Generally, VCs think negatively about service company -> software product transitions.

I’ve invested in one very successful one (Logikcull), and am a long-time advisor to another super-successful one (Showpad), so it does happen all the time. All the time.

But VCs are somewhat negatively biased.

Why?

  • Tough to “let it go”. Is the services business still making cash? Spinning out is tough. Where do the profits go? Who stays where? Are the founders involved in both? That’s a non-starter.
  • Tough mental transition. Can you change your entire outlook? Can you make less money, for now at least? Can you share equity with employees, VCs, and more?
  • Tough to move from clients to customers. This shouldn’t be so hard, I guess, but it is. Going from $250k “gigs” to a $5k a year product is very … different. Much more different than most expect.
  • Worries about Optionality. A lot of services company set up in-house start-ups as experiments. But they don’t really go 100% all-in, No Matter What. VCs don’t invest in founders that want to preserve optionality. The odds are too stacked against you as it is.
  • Feeling services companies CEOs and founders are “worse” / not as good as software founders. OK this may not be fair. At all. But most VCs think “real”, Unicorn-hunting CEOs and founders aren’t in services businesses. They’re off building the next Uber. So there is “prejudice” here of some sort. No doubt.
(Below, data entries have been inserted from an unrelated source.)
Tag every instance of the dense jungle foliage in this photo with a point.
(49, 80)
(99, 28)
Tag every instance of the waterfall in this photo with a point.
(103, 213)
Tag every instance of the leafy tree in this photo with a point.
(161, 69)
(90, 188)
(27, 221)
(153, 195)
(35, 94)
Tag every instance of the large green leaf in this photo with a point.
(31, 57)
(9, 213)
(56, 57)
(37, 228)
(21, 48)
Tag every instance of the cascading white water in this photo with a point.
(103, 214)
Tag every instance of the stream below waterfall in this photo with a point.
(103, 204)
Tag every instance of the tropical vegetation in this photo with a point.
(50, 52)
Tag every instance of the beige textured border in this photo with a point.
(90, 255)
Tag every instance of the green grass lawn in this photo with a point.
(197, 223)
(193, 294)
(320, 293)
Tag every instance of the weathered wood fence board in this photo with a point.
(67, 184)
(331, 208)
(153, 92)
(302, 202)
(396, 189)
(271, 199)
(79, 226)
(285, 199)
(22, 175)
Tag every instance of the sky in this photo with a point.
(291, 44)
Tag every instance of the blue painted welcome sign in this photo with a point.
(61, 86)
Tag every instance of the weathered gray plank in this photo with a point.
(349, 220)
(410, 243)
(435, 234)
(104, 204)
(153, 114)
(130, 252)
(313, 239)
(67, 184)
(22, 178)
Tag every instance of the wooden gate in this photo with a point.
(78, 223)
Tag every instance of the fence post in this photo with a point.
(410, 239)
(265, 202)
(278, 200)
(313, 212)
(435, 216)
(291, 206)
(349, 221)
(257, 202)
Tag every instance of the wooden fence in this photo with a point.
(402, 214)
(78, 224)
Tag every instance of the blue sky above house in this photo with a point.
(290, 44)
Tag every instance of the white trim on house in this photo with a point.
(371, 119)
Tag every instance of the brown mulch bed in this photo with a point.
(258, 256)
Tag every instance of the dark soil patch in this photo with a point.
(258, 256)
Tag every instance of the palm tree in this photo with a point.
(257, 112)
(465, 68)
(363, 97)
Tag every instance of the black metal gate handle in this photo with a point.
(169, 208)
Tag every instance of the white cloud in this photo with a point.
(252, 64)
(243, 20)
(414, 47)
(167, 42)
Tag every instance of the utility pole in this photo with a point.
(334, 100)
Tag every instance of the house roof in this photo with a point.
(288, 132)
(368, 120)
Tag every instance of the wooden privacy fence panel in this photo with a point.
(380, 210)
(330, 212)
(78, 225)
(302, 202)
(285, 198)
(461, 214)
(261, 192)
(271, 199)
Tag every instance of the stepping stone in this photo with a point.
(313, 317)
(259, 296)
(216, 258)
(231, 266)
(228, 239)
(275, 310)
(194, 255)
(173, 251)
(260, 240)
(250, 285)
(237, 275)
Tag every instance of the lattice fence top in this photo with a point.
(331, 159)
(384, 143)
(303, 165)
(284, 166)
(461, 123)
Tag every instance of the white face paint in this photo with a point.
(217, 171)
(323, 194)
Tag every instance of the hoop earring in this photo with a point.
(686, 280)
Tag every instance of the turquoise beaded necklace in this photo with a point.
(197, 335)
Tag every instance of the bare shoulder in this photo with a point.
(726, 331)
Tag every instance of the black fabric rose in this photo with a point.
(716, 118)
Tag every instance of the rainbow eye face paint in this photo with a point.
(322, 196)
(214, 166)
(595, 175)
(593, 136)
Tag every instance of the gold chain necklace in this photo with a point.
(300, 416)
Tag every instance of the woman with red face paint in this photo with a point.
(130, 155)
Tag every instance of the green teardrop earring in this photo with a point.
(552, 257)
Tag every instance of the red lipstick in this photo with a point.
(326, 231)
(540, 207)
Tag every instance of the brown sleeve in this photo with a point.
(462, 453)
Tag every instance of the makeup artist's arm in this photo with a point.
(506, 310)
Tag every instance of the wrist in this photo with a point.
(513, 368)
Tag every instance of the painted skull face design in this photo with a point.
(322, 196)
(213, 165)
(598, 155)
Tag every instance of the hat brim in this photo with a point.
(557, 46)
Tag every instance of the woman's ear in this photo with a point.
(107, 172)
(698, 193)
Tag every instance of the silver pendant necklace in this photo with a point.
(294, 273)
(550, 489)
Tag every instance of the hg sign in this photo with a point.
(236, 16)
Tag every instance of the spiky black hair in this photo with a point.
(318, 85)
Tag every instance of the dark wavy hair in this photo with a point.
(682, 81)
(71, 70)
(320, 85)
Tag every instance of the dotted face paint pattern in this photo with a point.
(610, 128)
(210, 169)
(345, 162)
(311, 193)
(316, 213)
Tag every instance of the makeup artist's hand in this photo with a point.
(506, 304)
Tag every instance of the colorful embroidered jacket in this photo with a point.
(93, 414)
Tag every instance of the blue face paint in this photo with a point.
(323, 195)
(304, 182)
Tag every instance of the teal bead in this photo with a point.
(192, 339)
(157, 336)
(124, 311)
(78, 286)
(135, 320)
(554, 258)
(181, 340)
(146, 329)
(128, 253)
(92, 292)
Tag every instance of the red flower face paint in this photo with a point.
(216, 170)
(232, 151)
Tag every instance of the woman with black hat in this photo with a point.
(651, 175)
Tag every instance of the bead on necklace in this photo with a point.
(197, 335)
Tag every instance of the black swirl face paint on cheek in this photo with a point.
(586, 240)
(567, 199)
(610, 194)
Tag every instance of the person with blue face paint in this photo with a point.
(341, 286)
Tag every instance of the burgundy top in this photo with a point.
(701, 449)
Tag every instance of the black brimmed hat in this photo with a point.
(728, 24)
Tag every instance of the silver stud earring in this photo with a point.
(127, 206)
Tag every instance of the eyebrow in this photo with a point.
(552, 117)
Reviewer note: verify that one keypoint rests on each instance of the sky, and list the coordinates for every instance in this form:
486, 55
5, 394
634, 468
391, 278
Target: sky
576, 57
So … if the transition has already happened, it’s papered, the old services business is wound down, or doesn’t have any of the “good” people in it … these negative biases fade.

But they hang around you up to $1m in ARR and beyond. For quite a while.

Bottom line is … done right … this is one great (if tension-filled) way to bootstrap. Just realize there may be some negative pattern-recognition among many VCs until you prove yourself by really cutting the cord 100% between the two businesses.